Upon that, because the bonds were held briefly by foreign governments, Denmark was obliged to pay the stipulated interest in gold. The elder Kierkegaard had invested his whole fortune in this security, and therefore, from the general crumble of values he emerged not only as rich as he was before but relatively richer than ever.

(A Short Life of Kierkegaard, Walter Lowrie, Princeton University Press, 1974, page 23)

This Walter Lowrie standard biography of Kierkegaard shows you how these “circum-stances” were a kind of material background or financial basis which gave him, Kierkegaard, the basic economic and financial support system his life “stood” on. His genius was his own but his family background and financial realities cannot be completely ignored. Lowrie’s biographical book in various places tells you how Kierkegaard went on to manage his estate and how unlucky he sometimes was in financial matters.

A person “walks” on two practical “legs,” money and health.

When Kierkegaard (or Dostoyevsky, say) maps out the human soul, he tends to ignore these “preconditions” or economic supports so a completely reverential admirer of his could say that his depth psychology might have been even better had he included these two “practical legs” in his analyses.

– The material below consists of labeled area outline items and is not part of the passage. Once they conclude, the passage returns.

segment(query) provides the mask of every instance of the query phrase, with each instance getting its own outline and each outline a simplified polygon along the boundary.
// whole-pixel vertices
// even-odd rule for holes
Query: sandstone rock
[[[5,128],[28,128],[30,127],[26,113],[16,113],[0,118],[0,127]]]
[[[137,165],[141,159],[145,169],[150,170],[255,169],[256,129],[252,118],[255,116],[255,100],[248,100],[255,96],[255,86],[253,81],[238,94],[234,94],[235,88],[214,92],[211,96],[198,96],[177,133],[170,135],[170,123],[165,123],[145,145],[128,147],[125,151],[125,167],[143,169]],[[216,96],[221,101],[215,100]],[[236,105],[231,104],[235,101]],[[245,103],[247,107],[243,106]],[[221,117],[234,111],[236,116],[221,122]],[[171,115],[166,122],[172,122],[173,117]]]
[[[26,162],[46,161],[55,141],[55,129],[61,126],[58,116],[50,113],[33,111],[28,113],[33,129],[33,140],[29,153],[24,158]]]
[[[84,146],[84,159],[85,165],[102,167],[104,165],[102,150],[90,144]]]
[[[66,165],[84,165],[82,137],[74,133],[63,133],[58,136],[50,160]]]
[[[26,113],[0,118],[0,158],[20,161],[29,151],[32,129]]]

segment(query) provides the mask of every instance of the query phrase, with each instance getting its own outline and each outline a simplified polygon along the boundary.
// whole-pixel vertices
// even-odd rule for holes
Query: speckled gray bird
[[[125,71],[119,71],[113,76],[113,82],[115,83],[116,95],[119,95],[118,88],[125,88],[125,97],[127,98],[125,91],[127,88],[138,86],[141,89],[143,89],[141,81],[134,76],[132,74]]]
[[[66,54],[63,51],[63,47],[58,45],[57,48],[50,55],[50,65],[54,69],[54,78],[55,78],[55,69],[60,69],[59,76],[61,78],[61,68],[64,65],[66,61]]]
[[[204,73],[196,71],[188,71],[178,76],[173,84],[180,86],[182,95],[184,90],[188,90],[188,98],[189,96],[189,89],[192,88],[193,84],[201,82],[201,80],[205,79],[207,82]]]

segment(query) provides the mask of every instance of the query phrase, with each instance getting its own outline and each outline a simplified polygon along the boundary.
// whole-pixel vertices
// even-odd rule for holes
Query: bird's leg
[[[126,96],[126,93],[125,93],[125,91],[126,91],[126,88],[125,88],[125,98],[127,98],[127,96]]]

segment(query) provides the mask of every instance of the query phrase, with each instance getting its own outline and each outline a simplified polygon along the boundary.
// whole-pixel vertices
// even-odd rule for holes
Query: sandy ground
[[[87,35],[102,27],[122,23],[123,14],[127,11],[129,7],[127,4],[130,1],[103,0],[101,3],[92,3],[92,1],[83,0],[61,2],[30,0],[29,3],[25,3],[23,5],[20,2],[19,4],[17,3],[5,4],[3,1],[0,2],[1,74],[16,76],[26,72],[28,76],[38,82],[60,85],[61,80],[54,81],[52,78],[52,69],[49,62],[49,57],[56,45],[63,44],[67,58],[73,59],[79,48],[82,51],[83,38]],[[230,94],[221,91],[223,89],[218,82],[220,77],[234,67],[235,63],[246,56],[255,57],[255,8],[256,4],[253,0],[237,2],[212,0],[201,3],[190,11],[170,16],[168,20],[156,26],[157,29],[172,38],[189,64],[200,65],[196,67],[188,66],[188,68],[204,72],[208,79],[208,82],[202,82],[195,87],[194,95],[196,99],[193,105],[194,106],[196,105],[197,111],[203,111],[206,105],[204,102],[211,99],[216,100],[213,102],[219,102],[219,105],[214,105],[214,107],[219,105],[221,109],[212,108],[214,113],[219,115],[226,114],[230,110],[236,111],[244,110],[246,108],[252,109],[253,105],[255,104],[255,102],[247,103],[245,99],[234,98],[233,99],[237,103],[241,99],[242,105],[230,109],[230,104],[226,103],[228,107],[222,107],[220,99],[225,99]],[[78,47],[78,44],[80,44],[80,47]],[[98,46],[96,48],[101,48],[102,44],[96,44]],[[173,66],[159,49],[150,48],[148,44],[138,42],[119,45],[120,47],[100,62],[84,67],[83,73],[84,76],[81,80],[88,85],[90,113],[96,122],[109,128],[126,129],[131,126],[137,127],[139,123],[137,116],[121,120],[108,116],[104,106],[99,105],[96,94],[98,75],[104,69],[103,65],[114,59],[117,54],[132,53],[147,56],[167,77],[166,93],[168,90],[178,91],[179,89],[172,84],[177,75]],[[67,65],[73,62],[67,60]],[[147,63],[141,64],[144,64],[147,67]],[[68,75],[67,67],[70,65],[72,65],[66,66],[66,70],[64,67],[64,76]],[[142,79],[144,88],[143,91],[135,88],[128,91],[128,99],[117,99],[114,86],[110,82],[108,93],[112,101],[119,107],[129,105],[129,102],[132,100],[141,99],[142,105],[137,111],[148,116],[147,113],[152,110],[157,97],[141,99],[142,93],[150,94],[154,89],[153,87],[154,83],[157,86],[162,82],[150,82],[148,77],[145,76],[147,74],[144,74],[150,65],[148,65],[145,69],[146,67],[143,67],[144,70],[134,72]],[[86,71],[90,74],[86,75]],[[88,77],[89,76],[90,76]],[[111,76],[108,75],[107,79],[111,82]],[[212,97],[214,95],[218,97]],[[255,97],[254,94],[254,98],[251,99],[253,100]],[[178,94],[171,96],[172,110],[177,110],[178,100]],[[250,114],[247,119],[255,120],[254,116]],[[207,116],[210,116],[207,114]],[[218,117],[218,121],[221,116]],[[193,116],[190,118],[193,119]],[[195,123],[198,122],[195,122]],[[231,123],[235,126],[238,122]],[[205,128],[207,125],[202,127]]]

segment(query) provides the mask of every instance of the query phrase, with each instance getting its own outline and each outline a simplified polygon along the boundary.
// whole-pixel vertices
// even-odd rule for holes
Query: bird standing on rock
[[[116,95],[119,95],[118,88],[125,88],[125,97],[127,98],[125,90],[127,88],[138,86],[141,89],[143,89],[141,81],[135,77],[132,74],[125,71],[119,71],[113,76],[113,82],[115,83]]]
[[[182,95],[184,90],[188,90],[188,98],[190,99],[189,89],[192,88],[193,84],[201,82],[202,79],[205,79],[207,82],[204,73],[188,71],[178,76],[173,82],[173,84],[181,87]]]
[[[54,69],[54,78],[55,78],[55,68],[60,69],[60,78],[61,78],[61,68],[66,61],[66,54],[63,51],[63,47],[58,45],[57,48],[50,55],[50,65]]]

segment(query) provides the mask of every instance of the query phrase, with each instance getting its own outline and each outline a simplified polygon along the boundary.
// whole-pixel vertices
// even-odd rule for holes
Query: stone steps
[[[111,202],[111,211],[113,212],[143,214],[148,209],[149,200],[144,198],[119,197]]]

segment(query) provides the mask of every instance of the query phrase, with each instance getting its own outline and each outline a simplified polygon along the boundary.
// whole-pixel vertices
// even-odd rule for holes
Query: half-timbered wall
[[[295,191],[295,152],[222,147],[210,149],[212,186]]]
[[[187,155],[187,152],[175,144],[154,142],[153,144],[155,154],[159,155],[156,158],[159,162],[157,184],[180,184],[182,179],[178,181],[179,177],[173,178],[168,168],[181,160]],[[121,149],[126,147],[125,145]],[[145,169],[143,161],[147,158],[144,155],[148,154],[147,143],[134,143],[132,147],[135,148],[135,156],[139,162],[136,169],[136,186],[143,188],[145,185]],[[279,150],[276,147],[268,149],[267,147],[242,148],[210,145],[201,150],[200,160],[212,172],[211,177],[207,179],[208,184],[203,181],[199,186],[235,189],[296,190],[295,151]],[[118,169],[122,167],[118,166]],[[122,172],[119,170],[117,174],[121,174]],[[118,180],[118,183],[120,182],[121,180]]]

Remember too the first sentence of the great American classic novel, The Magnificent Ambersons, where the author, Booth Tarkington, tells you that the magnificence of the Ambersons dated from 1873 when they uniquely got a “bounce” from the grave financial crisis which sank just about everybody else.

This reminds us of the Kierkegaard family, 1813, when the family, whether by dumb luck or shrewdness, benefited from the turbulence of Danish war finance.

“Stances” and “circum-stances” would be linked in an even deeper synthesis where these historical and financial dimensions are part of the story.

Such a critique of Kierkegaard (say) is not meant to be brickbats for their own sake or cranky grousing or facile negativity but a signpost as to what is needed to get even more out of these geniuses.